CHICAGO - Las Vegas gunman Stephen Paddock had booked a hotel room in Chicago during the hugely-popular Lollapalooza music festival, it emerged Thursday, raising the prospect he had been planning a large-scale attack for months.
The Blackstone hotel, with rooms facing a downtown city park where the festival was held, said a man of the same name had a reservation there in August - just as hundreds of thousands were attending the four-day outdoor concert series, including Malia Obama, daughter of the former president.
"There was a reservation under the name Stephen Paddock," Blackstone spokeswoman Emmy Carragher told AFP. "We have not confirmed whether that is the same Stephen Paddock, and we're working with the authorities."
Paddock did not check in for his reservation, she said.
US media, citing multiple anonymous law enforcement sources, reported that searches of the Las Vegas gunman's communications and electronic equipment found that he had scouted locations in both Chicago and Boston.
NBC News reported that he had specifically researched the Lollapalooza festival.
He had also conducted internet searches for the Fenway Park baseball stadium and the Boston Center for the Arts, a small performance venue, the Boston Globe newspaper reported.
The revelations raised the chilling prospect that Paddock had been planning an attack for at least two months before he launched Sunday's assault on a country music festival in Las Vegas, raining bullets on the crowd from a nearby hotel tower.
The Chicago hotel's proximity to the outdoor concert stadium suggested a similar scenario to the Las Vegas mass shooting, which killed 58 and injured almost 500.
TIGHT SECURITY FOR MARATHON
The apparent Chicago connection prompted officials to beef up security for a weekend marathon in which more than one million spectators and some 40,000 participants were expected.
"We are constantly revising and asking fundamental questions," said Mayor Rahm Emanuel, adding that the marathon would proceed as planned.
The police department added more than 1,000 officers to its weekend security deployment.
"One of the things that we're doing is we're putting a significantly larger number of undercover officers," said Anthony Riccio, chief of Chicago police's organised crime bureau.
"They're going to be intermingled with the crowd.

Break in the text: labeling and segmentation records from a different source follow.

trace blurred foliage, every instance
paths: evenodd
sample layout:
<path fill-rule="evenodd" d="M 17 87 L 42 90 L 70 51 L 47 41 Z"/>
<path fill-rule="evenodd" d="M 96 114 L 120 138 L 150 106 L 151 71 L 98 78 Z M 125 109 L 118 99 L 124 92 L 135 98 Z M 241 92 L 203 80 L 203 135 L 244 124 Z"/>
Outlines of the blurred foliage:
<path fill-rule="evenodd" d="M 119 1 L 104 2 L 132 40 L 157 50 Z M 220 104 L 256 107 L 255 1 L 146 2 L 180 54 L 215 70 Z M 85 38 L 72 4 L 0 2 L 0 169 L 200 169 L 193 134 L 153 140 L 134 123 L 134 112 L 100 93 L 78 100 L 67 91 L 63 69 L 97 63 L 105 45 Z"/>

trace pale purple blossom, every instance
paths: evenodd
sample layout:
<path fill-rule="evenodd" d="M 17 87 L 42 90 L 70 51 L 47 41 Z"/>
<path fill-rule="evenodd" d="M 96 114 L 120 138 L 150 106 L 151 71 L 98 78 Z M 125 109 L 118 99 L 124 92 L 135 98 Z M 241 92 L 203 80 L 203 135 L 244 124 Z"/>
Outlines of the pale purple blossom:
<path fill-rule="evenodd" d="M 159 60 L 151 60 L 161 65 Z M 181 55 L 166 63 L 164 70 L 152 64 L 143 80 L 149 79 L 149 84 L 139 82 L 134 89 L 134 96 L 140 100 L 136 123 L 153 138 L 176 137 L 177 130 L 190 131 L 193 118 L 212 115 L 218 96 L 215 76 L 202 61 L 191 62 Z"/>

They're going to be around the runners," Riccio said.
Authorities have been at a loss as to why and how Paddock - a 64-year-old gambler and retired accountant with no criminal history - hauled a vast arsenal of weapons to a Las Vegas hotel and launched an assault, before taking his own life.
Las Vegas Sheriff Joseph Lombardo said the scale of the preparations - including weapons, ammunition and electronics he stockpiled - raise questions about Paddock potentially having had an accomplice, but none has been identified.
Lollapalooza did not respond to requests for comment.
The historic Blackstone has housed heads of state including former president Jimmy Carter, and artists such as Nat King Cole and Rudolph Valentino.
One side of the hotel faces Grant Park, an expansive space where the Lollapalooza festival was held.